Schulz: Gemü hat sich in über 40 Jahren eine sehr breite Produktpalette aufgebaut, die sowohl unterschiedlichste Armaturenarten (Membranventile, Sitzventile, Klappen, Magnetventile, Kugelhähne) abdeckt als auch die verschiedensten Werkstoffe (diverse Kunststoffe wie PP, PVC, PVDF, ABS, PFA und Metalle wie Messing, Rotguss, Gusseisen, Stahlguss und Edelstahl). Die Armaturen werden je nach Typ, Ventilkörper- und Dichtungsmaterial sowie der Antriebsart in der Regel für Temperaturen zwischen -10 und +180 °C und Betriebsdrücken von Vakuum 600 mbar bis 40 bar Überdruck eingesetzt.
cav: Welche Leistungen bietet Gemü neben den eigentlichen Armaturen an?
Schulz: Ergänzt werden unsere Armaturen durch exakt abgestimmte elektronische Produkte zur Automatisierung, wie Ventilsensoren und -schaltgeräte, Prozessmessgeräte, Regelgeräte und industrielle Kommunikationsschnittstellen. Zahlreiche Sondervarianten und anwenderspezifische Lösungen runden das Programm ab und machen einen immer größeren Anteil am Produktportfolio aus.

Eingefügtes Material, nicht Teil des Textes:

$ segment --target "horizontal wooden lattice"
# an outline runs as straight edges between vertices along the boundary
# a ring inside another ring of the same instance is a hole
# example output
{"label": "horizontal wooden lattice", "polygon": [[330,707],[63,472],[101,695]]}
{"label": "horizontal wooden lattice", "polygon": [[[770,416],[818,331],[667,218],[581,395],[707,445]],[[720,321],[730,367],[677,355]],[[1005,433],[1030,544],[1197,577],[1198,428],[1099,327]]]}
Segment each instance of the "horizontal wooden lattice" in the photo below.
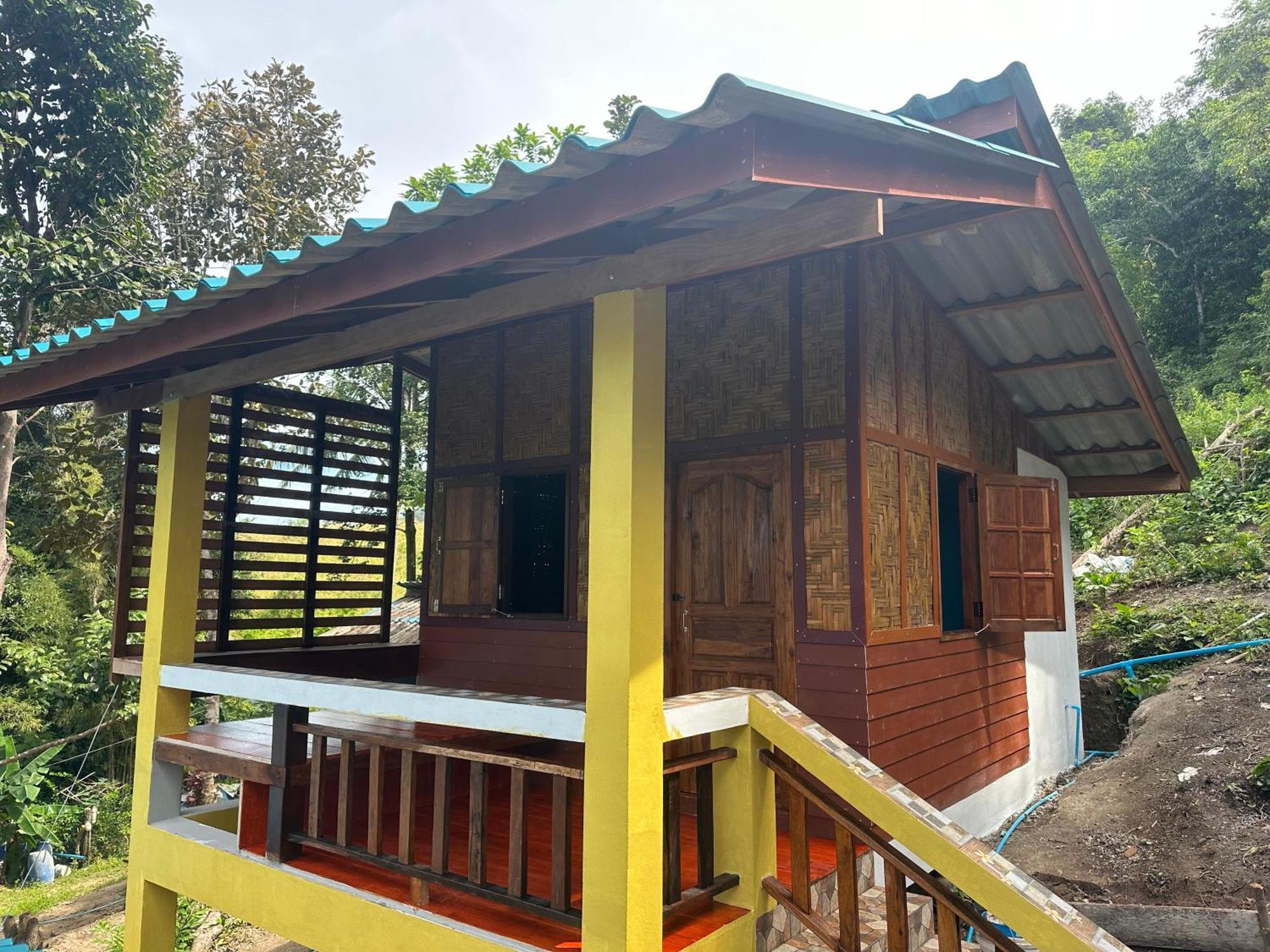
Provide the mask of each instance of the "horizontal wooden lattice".
{"label": "horizontal wooden lattice", "polygon": [[[145,631],[160,425],[130,416],[116,656]],[[264,386],[213,397],[199,641],[307,645],[367,625],[378,632],[356,638],[386,640],[396,454],[391,410]]]}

cav: Gibt es Trends, die Sie speziell verfolgen?
Schulz: In den nächsten Jahren werden verschiedene Dinge eine Rolle spielen. Neben der zunehmend stärkeren Anbindung von Armaturen in moderne Automatisierungskonzepte konzentrieren wir uns auf die Erhöhung der Zuverlässigkeit, die Reduktion der Betriebs- und Lebenszykluskosten, die Reduzierung des Energiebedarfes automatisierter Armaturen und die Optimierung mithilfe von Diagnosefunktionen und modernen Simulationsverfahren. Einige dieser Entwicklungen werden von uns seit einiger Zeit stark forciert, andere Themen werden ihre Dynamik erst in den nächsten Jahren entfalten. Das ist sowohl branchen- als auch länderspezifisch unterschiedlich. Wir haben aber den Willen und die Ressourcen, auch in Zukunft innovativ zu bleiben und Trends zu setzen.